A father waiting more than a year for surgery to save his leg says he now wishes it had been amputated because of the delays.
Daniel Boughton, from Rochester , crashed while riding his motorcycle last summer shattering his knee and crushing his left leg.
The dad-of-five has 8cm of his femur missing and has been housebound since the accident on August 27, 2019. He cannot walk without crutches.
Emergency surgery at Medway Maritime Hospital saw Daniel's leg stabilised as surgeons inserted a metal plate.
But that was 13 months ago.
Since then, Daniel has been unable to work, go out walking and do things with his family and friends and is still waiting for a knee replacement operation. All of which he says has been taking its toll on his mental health.
Daniel says he remembers very little about the accident near Screwfix in Maidstone Road which saw him collide with a car. No further police action was taken.
The 41-year-old says he was told he was found upside down in hedges on the opposite side of the road after being thrown over the handlebars of his 1000cc bike.

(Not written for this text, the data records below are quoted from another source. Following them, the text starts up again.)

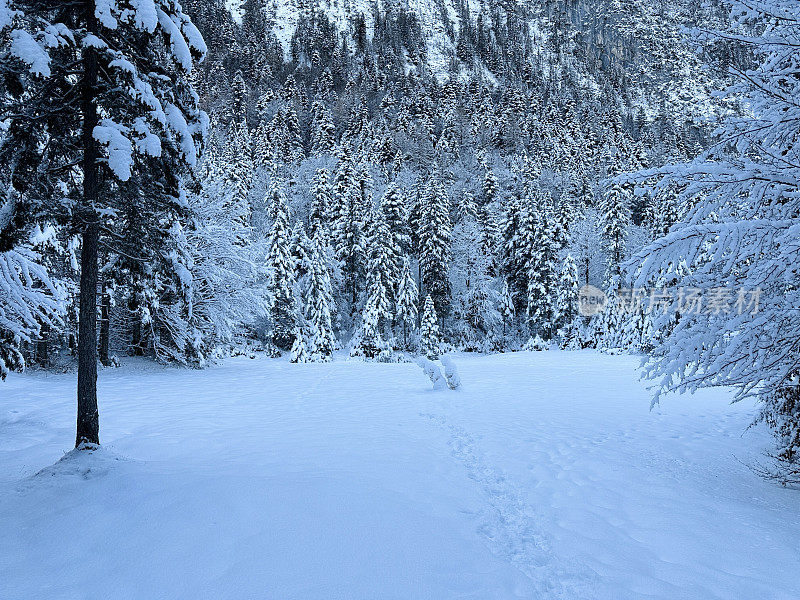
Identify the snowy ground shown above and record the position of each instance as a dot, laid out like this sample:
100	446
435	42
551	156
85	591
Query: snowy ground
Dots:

Now he is resigned to sitting and sleeping in the front room every day. At 6ft 4ins tall, he says having to keep his leg straight is extremely difficult but he manages to do limited exercises to try to stop his muscles deteriorating further.
He cannot walk anywhere without crutches and says he feels "vulnerable" on the rare times he's had to go out for hospital appointments.
While Daniel says he could just about manage to get upstairs to go to bed, he says he prefers to sleep downstairs in case he needs to get out of the house in an emergency.
"I don't leave the house at all," he said. "The only time has been when they took me to King's College Hospital. I can't bend my knee at all and at 6ft 4ins there's not many places I can fit.
"With lockdown it's been twice as hard. People haven't been able to see me and I can't see them and I'm losing touch with friends.
Daniel was referred to King's College Hospital in south east London for a CT scan and is under the care of a consultant.
The Covid pandemic has forced surgery dates to be delayed but Daniel says he just wants to be told a timeframe about when he can have the operation.
"Originally, they told me they were hoping to get me in next January," he told KentOnline.
"But then they said they were really sorry but we can't get you in.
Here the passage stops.